20 dollars. Doesn’t seem like a lot of money does it? I mean what can you buy if you were to go out for 20 bucks? Two beers, a nice appetizer or a cheap dinner. Over the course of an entire week, let’s be honest, it wouldn’t be too hard to save 20 dollars.
When looking at 20 dollars in present terms it really isn’t that much. That is, until you see what consistently saving 20 dollars over a meaningful period of time can result in. All it takes is a little self-discipline and financial savviness.
The Savings Commitment
Let’s say for 30 years you made a commitment to save $20 a week. How would you save this small sum each week? Easy, by simply spending $20 less when you go out. Drink two less beers, order one less appetizer or skip on those bottomless mimosas for your Sunday brunch.
Although it may seem small, saving that $20 a week can translate to substantial savings throughout an entire year. How much you may ask? 1,080 bucks to be exact.
Now here comes the kicker.
Invest the Savings
You’re smart and finance savvy, so with that extra $1080 you’re saving a year you decide to invest it in a diversified portfolio. Let’s assume the portfolio averages an annualized return of 7% for the 30 years. Guess what your investment of your saved beer, appetizer and bottomless mimosa money turns into at the end of those 30 years.
Drumroll please… $102,018.
By simply saving 20 bucks a week and letting it ride in a diversified portfolio earning 7%, you would have over $100,000 at your disposal 30 years down the road. Think of how many Sundays of bottomless mimosas or finely-crafted IPAs that money could buy.
Here’s a stellar line graph showing how your $20 a month grows at 7% over that 30 year period in three year increments in case you don’t believe me.
The Big Picture
As you have probably figured out by now, simply setting aside a small amount of money a month can translate into significant compounded savings down the road. But it’s not just saving money with beers and mimosas that can result in this compounding.
Setting aside money from a paycheck into a Traditional IRA, Roth IRA or your employer’s 401k can have the same effect no matter how small the amount. In the end, it’s all about consistently saving and investing your excess money.
So we’ve discovered that 20 dollars really isn’t that much money; at least in present terms. Next time you order that beer or indulge on that appetizer remember that even the smallest savings can reap substantial rewards in the future; that is if you consistently save and intelligently invest over a long period of time.

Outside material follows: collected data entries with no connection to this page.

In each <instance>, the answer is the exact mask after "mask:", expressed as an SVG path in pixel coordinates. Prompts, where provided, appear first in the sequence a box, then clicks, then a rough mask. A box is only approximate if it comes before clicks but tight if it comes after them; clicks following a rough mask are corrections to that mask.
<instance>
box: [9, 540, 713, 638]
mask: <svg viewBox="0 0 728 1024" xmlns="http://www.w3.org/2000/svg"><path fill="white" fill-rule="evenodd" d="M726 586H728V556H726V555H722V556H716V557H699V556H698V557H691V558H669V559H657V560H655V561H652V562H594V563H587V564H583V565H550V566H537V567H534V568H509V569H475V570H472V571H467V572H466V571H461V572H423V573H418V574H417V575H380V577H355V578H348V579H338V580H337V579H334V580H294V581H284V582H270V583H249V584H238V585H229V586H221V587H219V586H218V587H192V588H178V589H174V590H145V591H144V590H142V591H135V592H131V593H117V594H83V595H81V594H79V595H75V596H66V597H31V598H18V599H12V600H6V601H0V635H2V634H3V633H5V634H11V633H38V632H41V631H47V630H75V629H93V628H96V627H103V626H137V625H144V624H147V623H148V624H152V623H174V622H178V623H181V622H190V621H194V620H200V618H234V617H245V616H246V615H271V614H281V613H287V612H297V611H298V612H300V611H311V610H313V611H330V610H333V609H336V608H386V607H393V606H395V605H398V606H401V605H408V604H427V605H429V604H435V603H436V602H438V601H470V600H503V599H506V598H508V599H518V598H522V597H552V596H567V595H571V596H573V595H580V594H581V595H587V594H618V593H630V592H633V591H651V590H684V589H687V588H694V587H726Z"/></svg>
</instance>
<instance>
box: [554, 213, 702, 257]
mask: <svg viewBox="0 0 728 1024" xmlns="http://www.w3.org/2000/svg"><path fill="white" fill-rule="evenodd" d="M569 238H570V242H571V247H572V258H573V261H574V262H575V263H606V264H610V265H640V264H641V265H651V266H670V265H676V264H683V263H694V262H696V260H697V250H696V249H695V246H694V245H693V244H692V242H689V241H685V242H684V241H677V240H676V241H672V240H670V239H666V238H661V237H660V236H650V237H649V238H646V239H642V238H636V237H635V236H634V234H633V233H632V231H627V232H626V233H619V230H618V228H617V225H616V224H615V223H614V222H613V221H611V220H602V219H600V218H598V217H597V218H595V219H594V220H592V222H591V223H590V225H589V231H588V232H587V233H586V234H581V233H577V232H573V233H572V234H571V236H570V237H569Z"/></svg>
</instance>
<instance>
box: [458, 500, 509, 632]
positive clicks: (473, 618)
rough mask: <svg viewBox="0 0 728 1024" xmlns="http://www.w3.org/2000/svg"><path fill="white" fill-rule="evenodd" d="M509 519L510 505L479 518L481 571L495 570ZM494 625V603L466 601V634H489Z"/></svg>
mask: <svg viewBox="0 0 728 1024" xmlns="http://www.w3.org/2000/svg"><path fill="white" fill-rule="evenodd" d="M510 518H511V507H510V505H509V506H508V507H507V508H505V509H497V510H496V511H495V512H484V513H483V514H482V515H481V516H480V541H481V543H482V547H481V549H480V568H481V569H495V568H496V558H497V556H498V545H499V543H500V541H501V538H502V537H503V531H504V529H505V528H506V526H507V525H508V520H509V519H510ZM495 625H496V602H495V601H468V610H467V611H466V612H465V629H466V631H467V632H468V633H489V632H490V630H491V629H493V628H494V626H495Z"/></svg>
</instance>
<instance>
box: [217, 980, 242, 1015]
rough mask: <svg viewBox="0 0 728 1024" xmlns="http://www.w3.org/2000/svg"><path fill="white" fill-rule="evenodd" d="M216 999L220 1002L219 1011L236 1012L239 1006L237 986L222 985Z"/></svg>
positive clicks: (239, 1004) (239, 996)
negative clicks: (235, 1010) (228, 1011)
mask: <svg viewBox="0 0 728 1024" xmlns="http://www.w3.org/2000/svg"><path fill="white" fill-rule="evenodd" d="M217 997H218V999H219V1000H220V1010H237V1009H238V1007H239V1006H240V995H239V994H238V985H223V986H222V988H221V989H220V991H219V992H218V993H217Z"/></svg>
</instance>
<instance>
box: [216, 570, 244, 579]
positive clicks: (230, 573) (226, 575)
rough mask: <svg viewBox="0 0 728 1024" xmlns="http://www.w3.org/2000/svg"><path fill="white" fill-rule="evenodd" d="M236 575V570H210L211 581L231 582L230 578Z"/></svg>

The information contained in this blog does not purport to be a complete description of the securities, markets, or developments referred to in this material. The information has been obtained from sources considered to be reliable, but we do not guarantee that the foregoing material is accurate or complete. Any opinions are those of Jacob Dahlstrum and not necessarily those of Raymond James. Expressions of opinion are as of this date and are subject to change without notice. There is no guarantee that these statements, opinions or forecasts provided herein will prove to be correct. Investing involves risk and you may incur a profit or loss regardless of strategy selected. Roth IRA owners must be 59 ½ or older and have held the IRA for five years before tax-free withdrawals are permitted. 401(k) plans are long-term retirement savings vehicles. Withdrawal of pre-tax contributions and/or earnings will be subject to ordinary income tax and, if taken prior to age 59 1/2, may be subject to a 10% federal tax penalty. The above is a hypothetical example for illustration purpose only and does not represent an actual investment. Every investor’s situation is unique and you should consider your investment goals, risk tolerance and time horizon before making any investment. Prior to making an investment decision, please consult with your financial advisor about you individual situation.